Het album vertelt eerst over verschillende episoden uit het leven van Felix Baudoin, de grootvader van Edmond langs vaders kant. Edmond verneemt voornamelijk via zijn vader Jean de belevenissen van grootvader Felix, die op twaalf- of dertienjarige leeftijd als scheepsjongen aanmonstert op een zeilschip. Na een schipbreuk belandt hij in Amerika ten zuiden van San Francisco. Hij leert er onder meer paardrijden, oefent verschillende jobs uit zoals bizonjager voor de spoorwegen waar hij bevriend raakt met Buffalo Bill en later ook nog korte tijd zal werken in diens circus Buffalo Bill's Wild West. In 1882 is hij als bouwvakker actief in New York bij het optrekken van de Brooklyn Bridge en wolkenkrabbers, tot hij in 1887 in dienst treedt bij de Amerikaanse marine. Hij blijft daar tot 1893 om daarna terug te keren naar zijn geboortedorp bij Nice, La Trinité-Victor, waar hij trouwt met Fanny die in 1899 Jean op de wereld zet. Het verhaal van grootvader Felix maakt dan een sprong, vermeldt dat hij 95 is geworden en in 1958 overlijdt.

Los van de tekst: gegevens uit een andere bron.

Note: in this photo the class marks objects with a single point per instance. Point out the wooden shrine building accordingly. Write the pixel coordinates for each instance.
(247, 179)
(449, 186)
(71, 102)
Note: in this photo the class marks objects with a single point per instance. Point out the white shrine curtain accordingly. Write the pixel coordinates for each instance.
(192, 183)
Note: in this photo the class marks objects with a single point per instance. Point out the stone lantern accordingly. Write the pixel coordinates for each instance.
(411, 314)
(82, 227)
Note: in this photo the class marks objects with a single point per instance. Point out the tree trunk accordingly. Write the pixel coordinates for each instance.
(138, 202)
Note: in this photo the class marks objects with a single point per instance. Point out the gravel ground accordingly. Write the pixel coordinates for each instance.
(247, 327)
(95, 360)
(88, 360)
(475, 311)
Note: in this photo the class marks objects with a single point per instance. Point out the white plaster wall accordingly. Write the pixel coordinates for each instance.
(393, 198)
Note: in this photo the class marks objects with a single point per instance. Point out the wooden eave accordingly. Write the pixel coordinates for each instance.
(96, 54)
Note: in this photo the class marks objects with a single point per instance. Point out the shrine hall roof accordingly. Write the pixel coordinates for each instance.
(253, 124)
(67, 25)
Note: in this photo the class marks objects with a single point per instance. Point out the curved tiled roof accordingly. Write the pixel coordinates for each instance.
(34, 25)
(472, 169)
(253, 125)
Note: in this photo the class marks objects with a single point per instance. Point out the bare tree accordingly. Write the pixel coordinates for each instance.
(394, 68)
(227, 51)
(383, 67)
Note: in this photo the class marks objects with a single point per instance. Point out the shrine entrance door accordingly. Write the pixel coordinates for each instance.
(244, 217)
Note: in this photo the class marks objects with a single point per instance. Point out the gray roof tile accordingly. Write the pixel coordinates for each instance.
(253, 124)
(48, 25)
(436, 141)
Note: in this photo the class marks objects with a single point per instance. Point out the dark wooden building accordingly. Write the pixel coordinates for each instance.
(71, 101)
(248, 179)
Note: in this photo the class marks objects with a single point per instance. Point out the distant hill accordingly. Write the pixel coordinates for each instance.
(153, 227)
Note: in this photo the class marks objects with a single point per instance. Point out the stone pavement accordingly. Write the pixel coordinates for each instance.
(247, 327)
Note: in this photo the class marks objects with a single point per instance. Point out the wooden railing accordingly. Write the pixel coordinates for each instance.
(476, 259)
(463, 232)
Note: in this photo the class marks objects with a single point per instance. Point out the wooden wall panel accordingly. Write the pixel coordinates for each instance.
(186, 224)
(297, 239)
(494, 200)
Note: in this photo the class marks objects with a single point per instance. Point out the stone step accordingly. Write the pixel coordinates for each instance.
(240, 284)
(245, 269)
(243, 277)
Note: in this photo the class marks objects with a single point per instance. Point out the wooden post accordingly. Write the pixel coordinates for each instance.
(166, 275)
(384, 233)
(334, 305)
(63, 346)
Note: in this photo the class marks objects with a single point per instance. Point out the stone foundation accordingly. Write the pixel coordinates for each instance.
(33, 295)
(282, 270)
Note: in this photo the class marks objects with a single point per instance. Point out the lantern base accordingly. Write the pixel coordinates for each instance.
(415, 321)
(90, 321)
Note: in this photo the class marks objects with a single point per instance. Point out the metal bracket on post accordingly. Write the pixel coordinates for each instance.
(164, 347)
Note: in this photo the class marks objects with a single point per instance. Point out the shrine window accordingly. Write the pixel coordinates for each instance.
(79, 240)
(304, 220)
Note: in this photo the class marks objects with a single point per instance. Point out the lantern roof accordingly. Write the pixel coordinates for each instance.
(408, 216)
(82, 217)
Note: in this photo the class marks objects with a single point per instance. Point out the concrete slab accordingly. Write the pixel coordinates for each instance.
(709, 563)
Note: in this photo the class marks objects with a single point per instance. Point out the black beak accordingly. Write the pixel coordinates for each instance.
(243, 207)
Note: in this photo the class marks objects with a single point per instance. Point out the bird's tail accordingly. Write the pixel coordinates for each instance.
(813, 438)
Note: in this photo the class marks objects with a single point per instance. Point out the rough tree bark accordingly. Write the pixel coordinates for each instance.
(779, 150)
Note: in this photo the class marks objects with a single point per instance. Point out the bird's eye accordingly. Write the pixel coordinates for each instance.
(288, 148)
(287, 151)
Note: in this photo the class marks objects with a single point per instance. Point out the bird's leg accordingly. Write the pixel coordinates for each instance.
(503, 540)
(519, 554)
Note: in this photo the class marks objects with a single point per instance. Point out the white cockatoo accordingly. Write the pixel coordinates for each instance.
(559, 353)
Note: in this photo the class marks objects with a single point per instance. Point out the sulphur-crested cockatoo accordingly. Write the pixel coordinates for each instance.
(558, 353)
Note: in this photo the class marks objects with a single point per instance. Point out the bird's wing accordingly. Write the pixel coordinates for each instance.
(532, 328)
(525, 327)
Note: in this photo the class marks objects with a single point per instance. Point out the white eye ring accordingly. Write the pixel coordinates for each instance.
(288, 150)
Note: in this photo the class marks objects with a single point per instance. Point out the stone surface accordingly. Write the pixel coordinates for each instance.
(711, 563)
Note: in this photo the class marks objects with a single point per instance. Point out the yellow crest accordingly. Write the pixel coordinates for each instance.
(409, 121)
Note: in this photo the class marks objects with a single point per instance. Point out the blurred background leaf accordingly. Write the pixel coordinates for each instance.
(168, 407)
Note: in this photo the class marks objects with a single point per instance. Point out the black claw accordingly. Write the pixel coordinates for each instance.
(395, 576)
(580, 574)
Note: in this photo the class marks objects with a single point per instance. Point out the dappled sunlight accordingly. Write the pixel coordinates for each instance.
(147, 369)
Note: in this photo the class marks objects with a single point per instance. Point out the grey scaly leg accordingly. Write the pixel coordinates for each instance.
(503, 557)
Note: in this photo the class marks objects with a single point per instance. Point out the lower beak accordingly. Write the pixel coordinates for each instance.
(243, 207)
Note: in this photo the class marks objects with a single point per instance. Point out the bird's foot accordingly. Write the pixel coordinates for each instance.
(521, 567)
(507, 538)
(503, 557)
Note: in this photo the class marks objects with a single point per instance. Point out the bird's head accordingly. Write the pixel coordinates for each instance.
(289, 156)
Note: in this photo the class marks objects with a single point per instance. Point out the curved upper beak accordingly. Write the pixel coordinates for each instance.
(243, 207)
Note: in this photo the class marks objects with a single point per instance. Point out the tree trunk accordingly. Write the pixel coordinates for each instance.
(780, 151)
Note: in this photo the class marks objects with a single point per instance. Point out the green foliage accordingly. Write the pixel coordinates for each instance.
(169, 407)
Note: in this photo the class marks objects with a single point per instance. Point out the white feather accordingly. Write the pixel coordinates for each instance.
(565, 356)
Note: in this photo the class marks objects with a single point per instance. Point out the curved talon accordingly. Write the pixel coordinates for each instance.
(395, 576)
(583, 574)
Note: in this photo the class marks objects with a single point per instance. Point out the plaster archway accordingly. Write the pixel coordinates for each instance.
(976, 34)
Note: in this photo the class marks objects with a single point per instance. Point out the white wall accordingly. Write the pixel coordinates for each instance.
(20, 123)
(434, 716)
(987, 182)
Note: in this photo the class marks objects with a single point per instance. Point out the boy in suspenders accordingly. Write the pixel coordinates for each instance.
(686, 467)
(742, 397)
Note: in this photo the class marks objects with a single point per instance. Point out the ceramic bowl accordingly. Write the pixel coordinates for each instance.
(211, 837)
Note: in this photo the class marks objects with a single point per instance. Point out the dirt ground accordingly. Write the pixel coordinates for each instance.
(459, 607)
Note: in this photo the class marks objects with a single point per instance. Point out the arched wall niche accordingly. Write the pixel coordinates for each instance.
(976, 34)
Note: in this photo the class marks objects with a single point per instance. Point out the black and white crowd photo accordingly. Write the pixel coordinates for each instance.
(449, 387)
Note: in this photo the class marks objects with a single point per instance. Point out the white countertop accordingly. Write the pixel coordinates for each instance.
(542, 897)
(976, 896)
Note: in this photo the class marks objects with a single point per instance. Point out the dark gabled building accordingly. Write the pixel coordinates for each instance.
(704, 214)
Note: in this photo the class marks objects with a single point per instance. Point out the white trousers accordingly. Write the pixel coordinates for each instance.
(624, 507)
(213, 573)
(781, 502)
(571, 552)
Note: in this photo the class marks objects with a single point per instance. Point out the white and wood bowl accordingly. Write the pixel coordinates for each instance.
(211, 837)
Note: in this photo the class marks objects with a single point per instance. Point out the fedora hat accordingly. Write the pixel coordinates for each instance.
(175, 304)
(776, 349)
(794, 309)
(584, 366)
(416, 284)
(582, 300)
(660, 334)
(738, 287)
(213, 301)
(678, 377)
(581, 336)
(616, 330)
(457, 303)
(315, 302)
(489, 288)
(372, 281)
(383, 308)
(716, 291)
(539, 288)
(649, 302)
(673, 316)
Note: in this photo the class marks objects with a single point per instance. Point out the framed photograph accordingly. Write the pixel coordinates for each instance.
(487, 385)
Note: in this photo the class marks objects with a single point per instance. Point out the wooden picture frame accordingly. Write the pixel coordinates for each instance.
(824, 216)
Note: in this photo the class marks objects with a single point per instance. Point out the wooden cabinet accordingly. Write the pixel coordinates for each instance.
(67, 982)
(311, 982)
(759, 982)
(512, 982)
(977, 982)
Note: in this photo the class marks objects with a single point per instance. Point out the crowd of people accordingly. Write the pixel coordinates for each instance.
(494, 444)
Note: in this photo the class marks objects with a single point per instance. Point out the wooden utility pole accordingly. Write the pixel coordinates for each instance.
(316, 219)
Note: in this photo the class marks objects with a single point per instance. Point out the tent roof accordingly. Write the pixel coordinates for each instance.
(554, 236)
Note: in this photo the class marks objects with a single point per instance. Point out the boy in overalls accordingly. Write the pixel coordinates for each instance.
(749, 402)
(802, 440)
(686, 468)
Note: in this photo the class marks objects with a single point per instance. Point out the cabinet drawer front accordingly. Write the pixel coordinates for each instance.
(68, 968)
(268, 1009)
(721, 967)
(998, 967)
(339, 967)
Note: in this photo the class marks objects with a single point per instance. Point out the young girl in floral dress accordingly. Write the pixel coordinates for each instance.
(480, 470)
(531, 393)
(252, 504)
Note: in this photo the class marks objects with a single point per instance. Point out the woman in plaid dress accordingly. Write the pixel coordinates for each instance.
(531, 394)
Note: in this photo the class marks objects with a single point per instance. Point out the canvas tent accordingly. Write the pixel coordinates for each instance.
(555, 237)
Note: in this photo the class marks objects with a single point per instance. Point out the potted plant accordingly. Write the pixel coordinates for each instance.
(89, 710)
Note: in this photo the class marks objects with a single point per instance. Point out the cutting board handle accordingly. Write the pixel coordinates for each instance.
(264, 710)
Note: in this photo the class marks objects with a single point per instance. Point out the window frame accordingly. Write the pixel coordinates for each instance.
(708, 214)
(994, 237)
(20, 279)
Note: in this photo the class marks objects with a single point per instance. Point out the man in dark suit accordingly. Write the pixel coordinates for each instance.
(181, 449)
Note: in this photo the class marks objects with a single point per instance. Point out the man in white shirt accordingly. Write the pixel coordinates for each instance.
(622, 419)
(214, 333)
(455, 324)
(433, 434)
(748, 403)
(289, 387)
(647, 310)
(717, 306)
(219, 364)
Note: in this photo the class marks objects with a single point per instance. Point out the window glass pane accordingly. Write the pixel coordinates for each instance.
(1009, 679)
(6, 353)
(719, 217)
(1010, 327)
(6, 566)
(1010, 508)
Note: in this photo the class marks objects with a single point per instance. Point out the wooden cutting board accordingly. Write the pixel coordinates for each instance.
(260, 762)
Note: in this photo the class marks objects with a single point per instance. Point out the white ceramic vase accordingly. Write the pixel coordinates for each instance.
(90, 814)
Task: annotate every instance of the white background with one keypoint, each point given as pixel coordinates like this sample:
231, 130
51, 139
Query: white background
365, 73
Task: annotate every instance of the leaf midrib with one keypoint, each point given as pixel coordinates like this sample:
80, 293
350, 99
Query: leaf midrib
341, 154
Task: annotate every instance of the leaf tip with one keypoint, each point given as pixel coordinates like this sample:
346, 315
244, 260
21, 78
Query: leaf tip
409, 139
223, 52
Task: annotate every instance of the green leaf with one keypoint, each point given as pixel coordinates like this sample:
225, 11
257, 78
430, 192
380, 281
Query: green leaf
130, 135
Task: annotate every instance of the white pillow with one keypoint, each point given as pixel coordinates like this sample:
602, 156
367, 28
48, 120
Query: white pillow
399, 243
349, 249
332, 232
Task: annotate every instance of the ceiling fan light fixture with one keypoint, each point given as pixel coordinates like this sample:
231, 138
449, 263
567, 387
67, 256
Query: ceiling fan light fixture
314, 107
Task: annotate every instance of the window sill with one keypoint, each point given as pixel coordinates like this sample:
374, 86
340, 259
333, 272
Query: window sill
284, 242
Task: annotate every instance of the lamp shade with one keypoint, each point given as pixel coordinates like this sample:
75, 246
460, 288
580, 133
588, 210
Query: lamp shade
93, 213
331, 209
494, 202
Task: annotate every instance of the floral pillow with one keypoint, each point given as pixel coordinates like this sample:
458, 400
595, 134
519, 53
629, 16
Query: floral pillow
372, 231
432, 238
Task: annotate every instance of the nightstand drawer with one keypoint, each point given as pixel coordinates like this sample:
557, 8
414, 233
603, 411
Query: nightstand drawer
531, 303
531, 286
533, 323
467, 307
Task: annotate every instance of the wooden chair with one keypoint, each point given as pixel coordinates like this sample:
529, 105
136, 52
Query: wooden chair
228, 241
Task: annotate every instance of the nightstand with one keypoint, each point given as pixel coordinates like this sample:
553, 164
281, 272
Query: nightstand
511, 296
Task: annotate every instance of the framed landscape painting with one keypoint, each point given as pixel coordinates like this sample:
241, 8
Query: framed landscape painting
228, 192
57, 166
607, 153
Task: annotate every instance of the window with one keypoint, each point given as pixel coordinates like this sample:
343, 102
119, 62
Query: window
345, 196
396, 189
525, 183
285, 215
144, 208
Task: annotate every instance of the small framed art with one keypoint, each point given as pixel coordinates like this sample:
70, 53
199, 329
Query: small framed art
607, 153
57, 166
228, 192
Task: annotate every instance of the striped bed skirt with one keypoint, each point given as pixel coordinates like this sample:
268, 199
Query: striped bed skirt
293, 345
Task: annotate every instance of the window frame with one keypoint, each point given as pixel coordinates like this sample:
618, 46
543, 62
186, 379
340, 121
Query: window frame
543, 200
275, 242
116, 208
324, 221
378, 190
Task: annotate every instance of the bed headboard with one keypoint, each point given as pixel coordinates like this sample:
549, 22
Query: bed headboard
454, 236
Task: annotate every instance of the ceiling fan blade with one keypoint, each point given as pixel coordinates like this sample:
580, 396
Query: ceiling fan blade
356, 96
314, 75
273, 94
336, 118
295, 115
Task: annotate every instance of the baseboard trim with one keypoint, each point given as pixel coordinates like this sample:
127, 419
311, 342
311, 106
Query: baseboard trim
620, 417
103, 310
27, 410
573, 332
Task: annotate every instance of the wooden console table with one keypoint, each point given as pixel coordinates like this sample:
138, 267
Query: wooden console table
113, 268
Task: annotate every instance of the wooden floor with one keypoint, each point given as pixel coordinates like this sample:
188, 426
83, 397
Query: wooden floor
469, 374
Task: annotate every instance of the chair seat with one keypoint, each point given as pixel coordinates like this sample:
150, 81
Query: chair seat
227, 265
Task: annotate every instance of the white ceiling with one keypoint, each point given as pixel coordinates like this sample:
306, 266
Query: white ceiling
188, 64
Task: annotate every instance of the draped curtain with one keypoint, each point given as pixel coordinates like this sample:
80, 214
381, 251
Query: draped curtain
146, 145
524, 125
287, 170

Vervolgens neemt Edmond de verhaallijn over. Hij brengt summier een vroeger verblijf in Amerika en Canada in beeld en maakt daarbij bedenkingen over hoe men de indianen heeft behandeld. Hij stelt zich ook de vraag of de levensloop van zijn grootvader wel zo heldhaftig is geweest. Met betrekking tot figuren zoals Buffalo Bill en de Amerikaanse kolonisten, verheerlijkt in westerns, komt hij alleszins tot de conclusie dat de oorspronkelijke bewoners van Amerika door de kolonisten met geweld verdreven werden van hun territoria. Dat gebeurde zonder compensatie en zonder enig respect voor hun cultuur. Onder het mom van het bijbrengen van educatie en beschaving hebben ook de verschillende kerkelijke gemeenschappen nog decennialang de wortels van de indiaanse gebruiken en cultuur getracht uit te roeien.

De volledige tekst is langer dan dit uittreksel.